そこで、問題は、遺伝子の情報が容易に知られるようになった現在という時代、これはどのように保護されるべきなのかということが問題になります。先天異常があるというような問題になり、それが理由で就職差別が起こったりするということは当然起こりうることですから、それを法律はどう守るのかということでしょうか。日本では人類遺伝学会などのガイドラインものもありますが、米国の規制法なども参考にして議論をして欲しいと思います。
このデータを巡って私達は大きく悩むことになりました。どのような悩みなのか、それについてお話したいと思います。

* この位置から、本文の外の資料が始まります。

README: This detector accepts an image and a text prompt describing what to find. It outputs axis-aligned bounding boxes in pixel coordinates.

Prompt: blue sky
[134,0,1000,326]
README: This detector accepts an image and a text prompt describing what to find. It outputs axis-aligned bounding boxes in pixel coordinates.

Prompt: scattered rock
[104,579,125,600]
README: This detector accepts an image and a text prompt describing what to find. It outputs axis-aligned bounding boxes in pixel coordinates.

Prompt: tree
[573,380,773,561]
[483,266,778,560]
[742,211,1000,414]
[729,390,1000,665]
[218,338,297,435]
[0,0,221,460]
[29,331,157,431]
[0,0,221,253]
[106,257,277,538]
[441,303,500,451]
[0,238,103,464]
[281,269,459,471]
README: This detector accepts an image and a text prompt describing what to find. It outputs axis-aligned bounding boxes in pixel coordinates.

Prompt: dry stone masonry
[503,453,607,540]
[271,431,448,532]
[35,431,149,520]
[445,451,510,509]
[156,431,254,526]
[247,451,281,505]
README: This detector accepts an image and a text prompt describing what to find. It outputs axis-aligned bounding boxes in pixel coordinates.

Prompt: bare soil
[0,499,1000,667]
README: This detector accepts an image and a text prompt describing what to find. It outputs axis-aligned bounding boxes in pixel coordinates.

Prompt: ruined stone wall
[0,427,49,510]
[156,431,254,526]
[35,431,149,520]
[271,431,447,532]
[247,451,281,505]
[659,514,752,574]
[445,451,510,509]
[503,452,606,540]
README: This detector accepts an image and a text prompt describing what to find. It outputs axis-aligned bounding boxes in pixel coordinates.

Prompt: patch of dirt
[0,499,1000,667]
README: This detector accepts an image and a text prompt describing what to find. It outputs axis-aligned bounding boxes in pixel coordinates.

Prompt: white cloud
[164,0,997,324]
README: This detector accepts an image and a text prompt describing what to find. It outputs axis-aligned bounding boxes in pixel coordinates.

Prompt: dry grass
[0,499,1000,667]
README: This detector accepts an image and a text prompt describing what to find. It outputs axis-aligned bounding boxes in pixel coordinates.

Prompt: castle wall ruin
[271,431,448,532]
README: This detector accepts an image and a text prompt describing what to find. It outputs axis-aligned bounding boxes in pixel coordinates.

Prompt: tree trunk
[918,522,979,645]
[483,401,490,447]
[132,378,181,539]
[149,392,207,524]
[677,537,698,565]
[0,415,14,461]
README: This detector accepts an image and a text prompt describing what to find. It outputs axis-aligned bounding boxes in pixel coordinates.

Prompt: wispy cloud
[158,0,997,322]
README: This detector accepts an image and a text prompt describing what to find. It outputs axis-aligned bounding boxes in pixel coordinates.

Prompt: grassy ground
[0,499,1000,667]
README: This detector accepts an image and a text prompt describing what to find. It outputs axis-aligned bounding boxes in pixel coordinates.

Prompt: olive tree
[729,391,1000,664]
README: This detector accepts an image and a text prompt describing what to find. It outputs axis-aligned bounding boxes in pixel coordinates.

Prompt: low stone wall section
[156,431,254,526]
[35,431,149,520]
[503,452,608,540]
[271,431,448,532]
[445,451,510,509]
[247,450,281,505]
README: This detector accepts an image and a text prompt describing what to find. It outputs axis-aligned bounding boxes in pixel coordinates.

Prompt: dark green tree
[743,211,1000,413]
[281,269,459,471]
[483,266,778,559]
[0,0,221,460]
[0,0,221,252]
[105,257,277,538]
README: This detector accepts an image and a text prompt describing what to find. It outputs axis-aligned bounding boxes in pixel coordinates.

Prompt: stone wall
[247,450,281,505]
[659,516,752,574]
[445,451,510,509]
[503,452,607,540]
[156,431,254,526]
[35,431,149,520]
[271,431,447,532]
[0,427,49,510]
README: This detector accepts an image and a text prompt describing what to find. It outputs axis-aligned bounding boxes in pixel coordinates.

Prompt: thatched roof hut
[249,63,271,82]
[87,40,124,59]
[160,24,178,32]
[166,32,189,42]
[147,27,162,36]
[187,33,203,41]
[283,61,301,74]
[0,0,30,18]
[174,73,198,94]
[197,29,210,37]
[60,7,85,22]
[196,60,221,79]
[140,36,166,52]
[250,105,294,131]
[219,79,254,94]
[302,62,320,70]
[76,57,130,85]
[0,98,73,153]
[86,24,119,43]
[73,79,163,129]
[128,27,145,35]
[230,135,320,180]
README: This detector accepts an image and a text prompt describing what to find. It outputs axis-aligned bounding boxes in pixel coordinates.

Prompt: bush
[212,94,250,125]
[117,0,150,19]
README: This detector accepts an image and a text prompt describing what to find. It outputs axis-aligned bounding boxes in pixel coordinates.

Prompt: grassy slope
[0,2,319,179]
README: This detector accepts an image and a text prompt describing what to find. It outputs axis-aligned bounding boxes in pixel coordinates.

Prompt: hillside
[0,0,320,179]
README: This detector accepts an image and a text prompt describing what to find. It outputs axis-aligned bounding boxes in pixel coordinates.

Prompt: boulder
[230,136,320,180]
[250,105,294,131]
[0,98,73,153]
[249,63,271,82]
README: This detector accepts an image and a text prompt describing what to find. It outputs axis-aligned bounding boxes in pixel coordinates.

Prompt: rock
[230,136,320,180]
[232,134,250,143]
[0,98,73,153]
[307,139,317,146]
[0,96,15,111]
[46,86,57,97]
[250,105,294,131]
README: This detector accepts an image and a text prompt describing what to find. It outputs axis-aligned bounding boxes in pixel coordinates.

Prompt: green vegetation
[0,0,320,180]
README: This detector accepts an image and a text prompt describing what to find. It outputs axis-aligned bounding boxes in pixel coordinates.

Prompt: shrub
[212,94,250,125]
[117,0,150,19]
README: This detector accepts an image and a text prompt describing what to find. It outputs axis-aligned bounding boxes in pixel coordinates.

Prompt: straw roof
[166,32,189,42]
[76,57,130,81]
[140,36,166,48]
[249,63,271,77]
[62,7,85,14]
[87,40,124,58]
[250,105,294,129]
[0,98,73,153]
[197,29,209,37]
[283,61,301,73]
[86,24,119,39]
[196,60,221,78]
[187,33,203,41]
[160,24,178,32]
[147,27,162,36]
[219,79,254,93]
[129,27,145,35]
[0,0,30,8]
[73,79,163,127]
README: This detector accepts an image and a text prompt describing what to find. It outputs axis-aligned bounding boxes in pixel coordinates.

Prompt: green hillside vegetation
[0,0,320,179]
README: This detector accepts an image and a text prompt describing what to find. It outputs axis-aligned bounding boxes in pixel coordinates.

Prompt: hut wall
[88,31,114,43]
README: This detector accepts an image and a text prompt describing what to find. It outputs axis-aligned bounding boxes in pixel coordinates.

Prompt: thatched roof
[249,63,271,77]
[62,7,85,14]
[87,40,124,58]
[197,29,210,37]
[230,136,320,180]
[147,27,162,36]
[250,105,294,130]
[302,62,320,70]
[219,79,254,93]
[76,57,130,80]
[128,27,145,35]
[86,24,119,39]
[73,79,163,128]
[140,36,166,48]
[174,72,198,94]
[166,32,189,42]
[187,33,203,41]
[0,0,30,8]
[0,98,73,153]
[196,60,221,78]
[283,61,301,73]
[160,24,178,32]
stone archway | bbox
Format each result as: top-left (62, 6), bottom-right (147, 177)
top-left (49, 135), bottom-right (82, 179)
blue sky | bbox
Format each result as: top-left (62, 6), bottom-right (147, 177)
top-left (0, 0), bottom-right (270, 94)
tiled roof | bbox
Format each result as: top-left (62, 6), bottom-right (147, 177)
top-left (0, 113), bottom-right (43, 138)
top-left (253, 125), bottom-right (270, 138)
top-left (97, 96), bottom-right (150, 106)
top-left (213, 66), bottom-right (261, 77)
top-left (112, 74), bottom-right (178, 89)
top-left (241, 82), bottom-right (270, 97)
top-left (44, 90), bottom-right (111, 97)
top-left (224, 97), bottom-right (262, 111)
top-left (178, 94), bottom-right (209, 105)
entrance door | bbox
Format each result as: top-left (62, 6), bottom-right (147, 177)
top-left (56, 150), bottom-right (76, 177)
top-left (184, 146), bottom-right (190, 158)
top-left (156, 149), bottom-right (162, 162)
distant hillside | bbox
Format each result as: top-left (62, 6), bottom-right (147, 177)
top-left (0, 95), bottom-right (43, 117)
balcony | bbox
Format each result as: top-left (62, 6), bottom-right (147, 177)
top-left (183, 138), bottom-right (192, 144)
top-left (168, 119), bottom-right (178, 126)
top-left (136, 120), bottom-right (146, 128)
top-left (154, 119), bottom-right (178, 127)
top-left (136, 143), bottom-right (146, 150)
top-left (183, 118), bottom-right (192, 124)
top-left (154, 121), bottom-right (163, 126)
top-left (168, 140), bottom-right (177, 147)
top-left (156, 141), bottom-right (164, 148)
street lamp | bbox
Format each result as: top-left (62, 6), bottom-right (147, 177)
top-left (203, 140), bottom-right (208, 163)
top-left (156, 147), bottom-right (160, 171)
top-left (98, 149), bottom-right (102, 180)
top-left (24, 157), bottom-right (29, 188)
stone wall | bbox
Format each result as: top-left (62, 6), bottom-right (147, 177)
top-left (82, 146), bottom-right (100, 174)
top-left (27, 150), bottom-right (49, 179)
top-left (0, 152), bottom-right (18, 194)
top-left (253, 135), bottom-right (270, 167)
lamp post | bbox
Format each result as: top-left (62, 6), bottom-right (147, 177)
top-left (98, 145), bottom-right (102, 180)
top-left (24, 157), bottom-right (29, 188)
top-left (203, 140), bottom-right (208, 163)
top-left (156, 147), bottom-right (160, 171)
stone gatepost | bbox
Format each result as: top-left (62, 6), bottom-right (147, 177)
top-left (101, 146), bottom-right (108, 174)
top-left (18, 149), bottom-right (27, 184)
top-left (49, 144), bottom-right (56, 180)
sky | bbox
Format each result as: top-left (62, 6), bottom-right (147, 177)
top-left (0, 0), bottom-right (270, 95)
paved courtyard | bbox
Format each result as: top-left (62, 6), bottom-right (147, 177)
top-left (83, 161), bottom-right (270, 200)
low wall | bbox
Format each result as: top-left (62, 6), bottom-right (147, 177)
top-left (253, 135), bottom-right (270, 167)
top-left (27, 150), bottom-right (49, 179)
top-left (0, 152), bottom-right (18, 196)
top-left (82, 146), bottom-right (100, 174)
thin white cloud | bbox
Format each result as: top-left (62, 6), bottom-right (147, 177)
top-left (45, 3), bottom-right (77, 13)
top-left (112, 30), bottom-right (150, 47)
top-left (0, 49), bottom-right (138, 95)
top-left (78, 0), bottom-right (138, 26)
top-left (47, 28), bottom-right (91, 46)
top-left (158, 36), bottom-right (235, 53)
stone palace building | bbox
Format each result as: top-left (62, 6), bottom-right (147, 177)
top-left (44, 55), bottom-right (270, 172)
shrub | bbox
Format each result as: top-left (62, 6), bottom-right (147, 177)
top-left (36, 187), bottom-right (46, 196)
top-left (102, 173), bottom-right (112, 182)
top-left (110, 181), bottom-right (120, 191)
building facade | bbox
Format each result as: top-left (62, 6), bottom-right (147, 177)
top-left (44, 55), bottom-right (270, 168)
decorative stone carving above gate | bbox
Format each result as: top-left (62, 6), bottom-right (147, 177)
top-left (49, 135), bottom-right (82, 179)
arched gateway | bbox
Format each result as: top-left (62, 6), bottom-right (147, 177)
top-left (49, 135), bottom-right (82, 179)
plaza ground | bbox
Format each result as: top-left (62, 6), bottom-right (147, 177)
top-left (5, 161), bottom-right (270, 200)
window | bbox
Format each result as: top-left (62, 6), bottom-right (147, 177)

データの上に表示されている『compare』というボタンを押します。すると、細胞のリストが表示されますが、その中に『EV』という項目があることがわかるでしょう。EVは0と1の並び方が細胞相互でどの程度違うかと言うことを著す計算結果ですが、これが 1.000 ということはその細胞と比較した元の細胞(この例ではHeLa)と完全に一致しているということを示しています。実験の精度の問題もありますので、EVの値が 0.800 以上となっているものが同一細胞と判定できることになります(この数値を正確に知るためにグラフを利用します)。HeLa細胞の場合は比較した一覧表を順に下って眺めてゆくと EV=0.800 以上の値を示す細胞がHeLaであることはわかりますが、別の名称のついた細胞がいくつもあることに気が付くでしょう。実はこれらの細胞が間違った細胞だったのだということになるのです。本来は、そこに記載されている名称の細胞であってHeLaとは違う独立した細胞(ユニークな細胞)であるとして当初発表されたものでした。しかし、このような実験で調べてみると実はHeLa細胞だったということになってしまったのです。このような事例がJCRB細胞バンクで収集した細胞の中に16種ほどあることが明らかになりました(一覧表)。